- Born: 29 December 1903 Mauersberg, Saxony, German Empire
- Died: 11 December 1982 (aged 78) Leipzig, East Germany
- Education: Leipziger Konservatorium
- Occupations: Choral conductor; Thomaskantor; Composer; Academic teacher;
- Organizations: Aachener Bachverein; University of Music Franz Liszt Weimar; Thomanerchor;

= Erhard Mauersberger =

German choral conductor

Erhard Mauersberger (29 December 1903 in Mauersberg, Saxony - 11 December 1982 in Leipzig) was a German choral conductor who conducted the Thomanerchor as the 14th Thomaskantor since Johann Sebastian Bach. He was also an academic teacher and composer.

== Biography ==
Mauersberger, the son of a cantor in Mauersberg, Saxony, was the younger brother of Rudolf Mauersberger, who was cantor of the Dresdner Kreuzchor. He was a Thomaner (a member of the Thomanerchor) from 1914 to 1920 under Gustav Schreck. He studied the organ with Karl Straube at the Leipziger Konservatorium.

In 1925 he became director of the Aachener Bachverein, and in 1928 became a teacher at the Mainz Conservatory and a cantor at the Christuskirche in Mainz. From 1930 he was cantor at the Georgenkirche in Eisenach. In 1932 he started teaching at the Hochschule für Musik "Franz Liszt", Weimar, and was appointed professor for choral conducting in 1946. In autumn 1933 he joined the German Christians. From 1939 on, he worked in their Institute for the Study and Elimination of Jewish Influence on German Church Life and was the musical editor of their "de-Judaized" hymnal, Grosser Gott, wir loben Dich. Beginning in 1950, he directed the Thüringer Kirchenmusikhochschule in Eisenach.

From 1961 to 1972 he was Thomaskantor, succeeding Kurt Thomas. With his brother, he conducted Bach's St Matthew Passion in a recording with Peter Schreier as the Evangelist, Theo Adam as the Vox Christi (voice of Jesus), Adele Stolte, Annelies Burmeister, Hans-Joachim Rotzsch and Günther Leib.

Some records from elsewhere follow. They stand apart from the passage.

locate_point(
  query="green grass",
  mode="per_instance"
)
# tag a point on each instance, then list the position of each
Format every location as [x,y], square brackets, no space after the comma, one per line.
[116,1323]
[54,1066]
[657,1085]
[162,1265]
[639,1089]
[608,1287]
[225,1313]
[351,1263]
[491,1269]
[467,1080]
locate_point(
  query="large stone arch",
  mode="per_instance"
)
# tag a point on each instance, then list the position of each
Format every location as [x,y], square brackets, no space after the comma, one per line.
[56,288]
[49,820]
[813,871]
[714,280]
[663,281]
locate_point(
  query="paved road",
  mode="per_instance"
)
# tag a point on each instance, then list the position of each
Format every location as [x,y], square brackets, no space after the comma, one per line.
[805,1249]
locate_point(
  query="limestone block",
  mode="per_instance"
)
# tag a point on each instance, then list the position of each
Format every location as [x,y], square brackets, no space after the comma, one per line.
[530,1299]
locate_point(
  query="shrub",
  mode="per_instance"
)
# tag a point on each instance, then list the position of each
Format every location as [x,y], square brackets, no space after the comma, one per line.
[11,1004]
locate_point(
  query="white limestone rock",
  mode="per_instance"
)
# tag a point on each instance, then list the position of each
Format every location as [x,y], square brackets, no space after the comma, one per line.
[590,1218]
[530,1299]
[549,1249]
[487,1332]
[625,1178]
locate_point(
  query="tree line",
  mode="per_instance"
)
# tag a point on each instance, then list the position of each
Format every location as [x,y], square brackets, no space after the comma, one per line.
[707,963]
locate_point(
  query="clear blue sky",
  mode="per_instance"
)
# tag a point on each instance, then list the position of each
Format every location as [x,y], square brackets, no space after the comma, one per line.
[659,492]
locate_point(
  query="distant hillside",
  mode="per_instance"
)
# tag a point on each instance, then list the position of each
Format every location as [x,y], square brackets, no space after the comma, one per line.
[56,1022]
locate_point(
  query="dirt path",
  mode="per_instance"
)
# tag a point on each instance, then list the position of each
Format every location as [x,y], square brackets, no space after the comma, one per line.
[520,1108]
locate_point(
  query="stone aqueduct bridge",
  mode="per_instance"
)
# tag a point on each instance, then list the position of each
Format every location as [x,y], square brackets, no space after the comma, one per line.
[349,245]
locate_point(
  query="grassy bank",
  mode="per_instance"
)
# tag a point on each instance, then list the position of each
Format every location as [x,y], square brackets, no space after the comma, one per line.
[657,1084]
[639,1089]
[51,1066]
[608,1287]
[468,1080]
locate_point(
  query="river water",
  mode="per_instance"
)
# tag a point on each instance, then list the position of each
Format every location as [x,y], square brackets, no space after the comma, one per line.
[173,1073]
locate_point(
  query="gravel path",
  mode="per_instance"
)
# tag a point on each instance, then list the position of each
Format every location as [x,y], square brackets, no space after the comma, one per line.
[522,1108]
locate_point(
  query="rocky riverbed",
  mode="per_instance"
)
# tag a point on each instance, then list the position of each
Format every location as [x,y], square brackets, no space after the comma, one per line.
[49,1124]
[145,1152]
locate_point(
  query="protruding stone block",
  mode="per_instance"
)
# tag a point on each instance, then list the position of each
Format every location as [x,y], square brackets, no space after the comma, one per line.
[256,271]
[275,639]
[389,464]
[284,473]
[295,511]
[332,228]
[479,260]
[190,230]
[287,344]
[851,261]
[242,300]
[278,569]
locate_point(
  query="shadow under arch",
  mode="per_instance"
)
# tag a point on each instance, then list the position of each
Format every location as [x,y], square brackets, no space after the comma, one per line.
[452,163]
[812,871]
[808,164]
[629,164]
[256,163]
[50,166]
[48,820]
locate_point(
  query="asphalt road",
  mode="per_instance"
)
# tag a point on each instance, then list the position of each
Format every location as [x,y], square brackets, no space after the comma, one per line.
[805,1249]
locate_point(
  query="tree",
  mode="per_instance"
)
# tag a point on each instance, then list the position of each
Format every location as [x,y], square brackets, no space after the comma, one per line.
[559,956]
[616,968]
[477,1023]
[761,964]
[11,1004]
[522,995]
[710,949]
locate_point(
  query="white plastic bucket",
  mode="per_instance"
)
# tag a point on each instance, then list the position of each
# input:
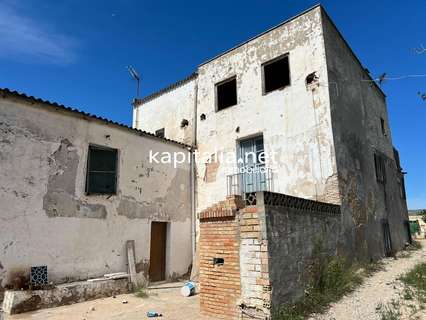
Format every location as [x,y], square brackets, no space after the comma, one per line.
[188,289]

He composed works a cappella in late romantic style for the choir.

== Sources ==
- Eduard Crass: Die Thomaner. Kommentierter Bildbericht über ihre 750jährige Geschichte 1212–1962. VEB Verlag Leipzig 1962.
- Mauersberger, Helga (2007). "Dresdner Kreuzchor und Thomanerchor Leipzig"
- Waibel, Harry (2011). "Diener vieler Herren : ehemalige NS-Funktionäre in der SBZ/DDR"
- Wörner, Corinna (2023). "Zwischen Anpassung und Resistenz Der Thomanerchor Leipzig in zwei politischen Systemen"
- Corinna Wörner:Zwischen Kulturpflege und Kulturpropaganda – Thomaner- und Kreuzchor als Kulturbotschafter der DDR, in: Ritter, Rüdiger (Hg.): Musik und ihre gesellschaftliche Bedeutung in den staats- und postsozialistischen Ländern Mittel- und Osteuropas seit 1945, (Ostmitteleuropa interdisziplinär, Bd. 3), Wiesbaden 2023, p. 217–235, ISBN 978-3-447-12113-2.